With aircraft-style head-up displays becoming increasingly popular, Peugeot has taken the concept one stage further, and positioned the instrument binnacle on top of the dashboard, directly ahead of the driver’s eye-line. This means the steering wheel is now much smaller than before, and is attached to a steering column which can be adjusted for reach and rake.
Slightly unconventional it may be, but it works, and I liked it.
A separate display for the car’s infotainment systems is similarly mounted in a high position at the top of the dashboard, which means the driver doesn’t have to look down and away from the road to see the key information they need while driving the car.
Inside, the materials employed in the cabin have a quality look and feel, with nice combinations of cloth, leather, glossy black trim and panoramic glass sunroofs available on various models, depending on which of the five trim levels you choose. Buyers can pick from Access, Access+, Active, Allure and Feline.
I travelled to the picturesque Sintra area of Portugal, not far from Lisbon, to drive the new model for the first time, and have to say I was impressed with car, if not the weather, which was decidedly foul on the day we arrived, with low cloud which spoilt the views, or actually hid them altogether!
Among the engines to test were a brand new 1.2-litre three-cylinder unit with 82bhp. Peugeot only had three examples available to drive, but I did manage to grab one for a brief drive and found it to be a willing performer. It will make a nippy town car with good economy and low C02 104g/km, but on the hilly route we drove it on, it needed a few gear changes to find the power.
I also drove the 120hp 1.6-litre VTI engine, which is carried over from the existing 207. It was a disappointment, to be honest. The gearing felt wrong, with little low-end torque which meant it had to be revved to find the power, while on the motorway, it needed a sixth gear to bring the revs down from 3,500rpm to a more sensible level. This engine is a low volume seller and I wouldn’t be surprised if it is phased out in the next year or two. Probably just as well.

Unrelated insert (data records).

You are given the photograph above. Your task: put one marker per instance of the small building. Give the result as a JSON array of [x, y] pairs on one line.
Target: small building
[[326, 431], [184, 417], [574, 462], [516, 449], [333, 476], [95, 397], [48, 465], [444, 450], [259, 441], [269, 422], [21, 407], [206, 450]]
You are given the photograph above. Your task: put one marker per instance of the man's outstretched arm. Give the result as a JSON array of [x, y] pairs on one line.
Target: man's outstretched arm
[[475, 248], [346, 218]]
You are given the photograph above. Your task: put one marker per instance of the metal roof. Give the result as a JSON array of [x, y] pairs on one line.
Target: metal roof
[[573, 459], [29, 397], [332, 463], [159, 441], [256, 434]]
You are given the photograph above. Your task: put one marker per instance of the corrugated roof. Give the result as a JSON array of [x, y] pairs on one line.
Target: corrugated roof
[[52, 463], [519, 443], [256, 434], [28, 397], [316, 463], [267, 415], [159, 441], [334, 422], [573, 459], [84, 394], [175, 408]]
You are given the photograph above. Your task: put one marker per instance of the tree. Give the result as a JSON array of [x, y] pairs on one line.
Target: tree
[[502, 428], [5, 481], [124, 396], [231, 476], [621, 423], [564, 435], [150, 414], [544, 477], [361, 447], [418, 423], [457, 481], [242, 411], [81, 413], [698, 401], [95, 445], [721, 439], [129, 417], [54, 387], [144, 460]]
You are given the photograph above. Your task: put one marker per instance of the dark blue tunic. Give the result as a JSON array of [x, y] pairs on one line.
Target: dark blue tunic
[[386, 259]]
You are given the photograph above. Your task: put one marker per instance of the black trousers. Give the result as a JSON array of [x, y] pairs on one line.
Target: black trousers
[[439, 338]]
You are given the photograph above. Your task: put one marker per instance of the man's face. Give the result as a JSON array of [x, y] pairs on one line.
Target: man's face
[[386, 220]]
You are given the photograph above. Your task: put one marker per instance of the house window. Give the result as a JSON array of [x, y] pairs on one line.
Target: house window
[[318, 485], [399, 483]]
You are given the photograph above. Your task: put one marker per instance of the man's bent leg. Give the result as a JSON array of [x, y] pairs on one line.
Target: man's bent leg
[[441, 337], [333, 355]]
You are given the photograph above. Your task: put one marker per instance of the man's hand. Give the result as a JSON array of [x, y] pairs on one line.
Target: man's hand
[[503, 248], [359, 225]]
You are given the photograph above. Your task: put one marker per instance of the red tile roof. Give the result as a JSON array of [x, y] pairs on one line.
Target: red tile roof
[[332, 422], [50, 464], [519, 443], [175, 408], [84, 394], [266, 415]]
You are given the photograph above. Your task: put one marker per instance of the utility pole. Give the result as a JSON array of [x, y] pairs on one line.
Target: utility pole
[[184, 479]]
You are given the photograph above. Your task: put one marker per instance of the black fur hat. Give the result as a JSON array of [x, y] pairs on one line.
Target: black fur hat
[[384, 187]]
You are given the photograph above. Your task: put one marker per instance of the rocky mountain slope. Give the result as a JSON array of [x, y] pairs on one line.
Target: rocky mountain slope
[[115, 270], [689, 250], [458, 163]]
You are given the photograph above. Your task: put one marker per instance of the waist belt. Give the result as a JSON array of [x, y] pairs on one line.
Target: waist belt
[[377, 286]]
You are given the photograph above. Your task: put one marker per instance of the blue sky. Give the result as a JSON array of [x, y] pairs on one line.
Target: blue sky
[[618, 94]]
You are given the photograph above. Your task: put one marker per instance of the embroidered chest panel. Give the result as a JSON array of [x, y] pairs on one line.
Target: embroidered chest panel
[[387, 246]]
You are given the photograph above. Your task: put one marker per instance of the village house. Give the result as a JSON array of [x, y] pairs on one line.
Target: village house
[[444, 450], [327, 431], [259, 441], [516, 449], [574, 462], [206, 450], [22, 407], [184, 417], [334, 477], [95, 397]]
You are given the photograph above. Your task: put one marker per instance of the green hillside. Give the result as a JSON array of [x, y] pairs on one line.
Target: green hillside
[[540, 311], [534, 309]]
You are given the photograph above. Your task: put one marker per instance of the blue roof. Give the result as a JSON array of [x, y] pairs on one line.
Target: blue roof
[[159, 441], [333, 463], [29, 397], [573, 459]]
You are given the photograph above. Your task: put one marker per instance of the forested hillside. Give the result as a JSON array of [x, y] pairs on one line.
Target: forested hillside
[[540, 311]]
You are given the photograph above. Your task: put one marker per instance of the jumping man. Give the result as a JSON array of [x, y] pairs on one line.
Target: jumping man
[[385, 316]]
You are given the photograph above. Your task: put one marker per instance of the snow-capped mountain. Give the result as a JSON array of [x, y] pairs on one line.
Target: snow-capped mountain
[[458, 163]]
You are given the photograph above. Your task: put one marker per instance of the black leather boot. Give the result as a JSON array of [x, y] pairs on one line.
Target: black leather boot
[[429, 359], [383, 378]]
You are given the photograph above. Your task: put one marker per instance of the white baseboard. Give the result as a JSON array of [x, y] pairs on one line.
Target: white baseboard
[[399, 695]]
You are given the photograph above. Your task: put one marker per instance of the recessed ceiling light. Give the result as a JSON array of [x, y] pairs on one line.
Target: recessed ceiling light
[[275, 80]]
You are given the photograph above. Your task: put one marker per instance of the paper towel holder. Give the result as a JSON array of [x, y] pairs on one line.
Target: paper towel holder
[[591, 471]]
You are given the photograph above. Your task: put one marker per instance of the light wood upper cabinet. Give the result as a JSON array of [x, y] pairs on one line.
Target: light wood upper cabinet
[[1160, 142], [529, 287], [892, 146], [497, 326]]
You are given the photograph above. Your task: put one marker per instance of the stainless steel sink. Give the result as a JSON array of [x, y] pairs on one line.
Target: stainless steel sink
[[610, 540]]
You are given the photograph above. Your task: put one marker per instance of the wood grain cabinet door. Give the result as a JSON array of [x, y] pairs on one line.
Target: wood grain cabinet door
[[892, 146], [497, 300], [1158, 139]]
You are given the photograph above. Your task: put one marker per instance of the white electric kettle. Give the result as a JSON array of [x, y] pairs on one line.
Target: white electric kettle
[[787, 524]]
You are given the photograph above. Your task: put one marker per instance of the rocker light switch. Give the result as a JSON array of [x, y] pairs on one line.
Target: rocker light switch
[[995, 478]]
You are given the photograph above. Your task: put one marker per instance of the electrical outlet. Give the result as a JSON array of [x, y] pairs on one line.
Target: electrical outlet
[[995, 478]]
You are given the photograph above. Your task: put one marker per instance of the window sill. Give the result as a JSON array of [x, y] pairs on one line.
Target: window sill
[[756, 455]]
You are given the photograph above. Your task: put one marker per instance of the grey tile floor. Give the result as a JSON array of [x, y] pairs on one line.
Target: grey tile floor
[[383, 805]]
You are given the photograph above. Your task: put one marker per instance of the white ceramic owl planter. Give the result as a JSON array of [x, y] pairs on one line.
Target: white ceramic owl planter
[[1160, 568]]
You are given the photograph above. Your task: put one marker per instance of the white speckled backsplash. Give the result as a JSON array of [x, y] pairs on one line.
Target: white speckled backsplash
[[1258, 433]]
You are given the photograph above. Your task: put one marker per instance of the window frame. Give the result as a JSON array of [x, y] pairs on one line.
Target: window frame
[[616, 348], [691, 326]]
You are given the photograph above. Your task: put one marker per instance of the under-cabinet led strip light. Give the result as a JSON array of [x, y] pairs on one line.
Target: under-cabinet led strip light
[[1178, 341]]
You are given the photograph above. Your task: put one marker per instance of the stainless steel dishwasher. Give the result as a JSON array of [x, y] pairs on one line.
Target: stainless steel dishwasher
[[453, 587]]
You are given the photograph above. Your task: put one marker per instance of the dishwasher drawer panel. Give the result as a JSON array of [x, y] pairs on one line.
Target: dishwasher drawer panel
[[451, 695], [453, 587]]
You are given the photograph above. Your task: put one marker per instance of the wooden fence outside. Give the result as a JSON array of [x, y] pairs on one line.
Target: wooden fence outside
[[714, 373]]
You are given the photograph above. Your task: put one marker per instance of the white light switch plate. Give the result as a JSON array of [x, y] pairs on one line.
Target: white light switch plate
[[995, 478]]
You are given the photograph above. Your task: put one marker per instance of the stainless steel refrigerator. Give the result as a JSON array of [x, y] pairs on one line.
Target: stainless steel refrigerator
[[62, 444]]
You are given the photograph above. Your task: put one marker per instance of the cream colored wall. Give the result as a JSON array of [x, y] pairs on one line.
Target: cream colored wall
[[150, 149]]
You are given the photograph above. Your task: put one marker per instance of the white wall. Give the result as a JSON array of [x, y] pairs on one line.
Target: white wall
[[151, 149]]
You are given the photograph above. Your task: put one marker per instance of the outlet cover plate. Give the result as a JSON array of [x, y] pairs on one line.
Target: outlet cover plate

The 1.6-litre HDI diesel powered car provided a nice blend of performance and economy, again with low C02 emissions of 98g/km. It cruised quietly on the motorway and did everything well, but for me, the pick of the range, and the car expected to be one of the biggest sellers, was the 1.4-litre petrol engine. There seemed to be little difference in performance between this car and the 1.6, but this version was far more responsive to drive, and accelerated willingly when asked.
All the cars seemed to handle well in the mixed conditions we encountered, and there is enough room in the back of the 208 for six-footers to sit comfortably – just, thanks to an extra 5cm of space.
For those who like a bit more get-up-and-go, there is a 156bhp turbo-charged engine available at launch which has already been seen in other Peugeot and BMW models, including the Mini, and although Peugeot wouldn’t officially confirm the arrival of a GTI, expect to see one in a showroom near you fairly soon. Also in the pipeline are Start/Stop versions of the new three-cylinder engine, as well as a turbo-charged version and e-HDi hybrid models.
THE VITAL STATISTICS
MODEL: Peugeot 208 range.
BODY STYLES: 3 or 5-door hatchback
ENGINES: Diesel range: 1.4 HDi, 68bhp, 1.4 e-HDi 68bhp, 1.6 e-HDi 92bhp, 1.6 e-HDi 92bhp Stop&Start and 1.6 e-HDi 115bhp. Petrol range: 1.0 Vi 68bhp, 1.2 VTi 82bhp, 1.4 95bhp, 1.6 VTi 120bhp and 1.6 THP 156bhp.
TRIM GRADES: Access, Access+, Active, Allure, Feline.
PRICES: From £9,995
IN THE SHOWROOM: June
All data correct at time of publishing.